Um padrão meteorológico recorrente
Há cada vez mais sinais que apontam na mesma direção: a de uma intensificação crescente de fenómenos meteorológicos já de si extremos, gerados em ambientes tempestuosos. Esta última gota fria e algumas das que ocorreram nos últimos anos atestam as mudanças que começam a ser observadas tanto na circulação atmosférica no nosso meio geográfico, como na maior quantidade de energia disponível na troposfera.
A clássica “situação ómega”, explicada nos tratados de meteorologia e climatologia, está a tornar-se um padrão dominante, fruto da alteração a que está a ser sujeito o comportamento atmosférico nas latitudes médias. As massas de ar subtropicais ganham terreno, estendem o seu raio de ação cada vez mais para norte, ajudadas por este padrão meteorológico.
São numerosas as incursões de poderosas cristas de ar subtropical até latitudes médias e altas, o que dispara as temperaturas (aumento das ondas de calor) e das secas. Estas condições extremas e cada vez mais frequentes são abruptamente interrompidas por influxos de ar frio, formando depressões que, em muitos casos, culminam na formação das gotas frias.
Sob estas novas condições de contorno, os fenómenos meteorológicos adversos que nos afetam têm agora quase sempre a “assinatura hídrica” subtropical, o que explica o carácter mais extremo das tempestades, frentes ou gotas frias. O novo padrão conduz-nos a situações extremas de sinais diferentes: secas e ondas de calor de longa duração (ou longos períodos com anomalias quentes), por um lado, e episódios de precipitação extrema de grande impacto e consequências catastróficas, como aconteceu esta semana com a gota fria.

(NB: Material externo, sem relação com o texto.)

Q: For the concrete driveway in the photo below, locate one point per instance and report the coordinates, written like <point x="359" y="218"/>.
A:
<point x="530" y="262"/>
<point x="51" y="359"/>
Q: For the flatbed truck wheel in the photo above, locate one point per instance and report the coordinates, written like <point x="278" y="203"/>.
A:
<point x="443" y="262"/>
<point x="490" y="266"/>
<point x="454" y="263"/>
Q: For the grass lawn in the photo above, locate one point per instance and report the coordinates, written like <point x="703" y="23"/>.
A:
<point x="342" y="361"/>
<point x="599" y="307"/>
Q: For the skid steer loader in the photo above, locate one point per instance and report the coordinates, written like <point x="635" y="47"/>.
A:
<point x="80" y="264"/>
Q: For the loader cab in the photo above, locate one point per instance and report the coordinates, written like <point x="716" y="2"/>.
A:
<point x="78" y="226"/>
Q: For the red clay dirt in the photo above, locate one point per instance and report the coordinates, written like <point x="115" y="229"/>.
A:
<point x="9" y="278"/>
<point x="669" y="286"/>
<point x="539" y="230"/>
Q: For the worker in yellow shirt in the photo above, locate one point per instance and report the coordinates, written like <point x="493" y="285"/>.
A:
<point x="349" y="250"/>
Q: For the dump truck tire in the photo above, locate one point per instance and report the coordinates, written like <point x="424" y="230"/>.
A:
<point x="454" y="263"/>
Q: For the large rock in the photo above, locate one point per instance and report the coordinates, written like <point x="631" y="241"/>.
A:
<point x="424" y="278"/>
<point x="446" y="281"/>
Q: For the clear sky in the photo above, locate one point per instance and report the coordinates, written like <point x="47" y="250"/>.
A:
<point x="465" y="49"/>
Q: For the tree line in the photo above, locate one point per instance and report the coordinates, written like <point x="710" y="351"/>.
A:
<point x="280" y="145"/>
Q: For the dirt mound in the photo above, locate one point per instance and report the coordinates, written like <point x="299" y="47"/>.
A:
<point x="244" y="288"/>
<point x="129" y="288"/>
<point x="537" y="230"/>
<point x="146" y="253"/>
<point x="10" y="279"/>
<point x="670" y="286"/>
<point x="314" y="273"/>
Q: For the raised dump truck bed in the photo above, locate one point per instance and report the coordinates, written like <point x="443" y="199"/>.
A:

O comportamento meteorológico está a mudar debaixo dos nossos narizes, e a um ritmo acelerado. Já não se espera que uma gota fria outonal produza apenas chuvas torrenciais no Mediterrâneo, embora seja aí que as inundações catastróficas continuam a ser mais prováveis.
As gotas frias estão a tornar-se mais fortes, com fenómenos associados a tornarem-se mais violentos, mais frequentes e com impacto em cada vez mais áreas. Estas alterações estão a apanhar-nos desprevenidos, com consequências tão dolorosas como as que estamos a viver hoje em dia.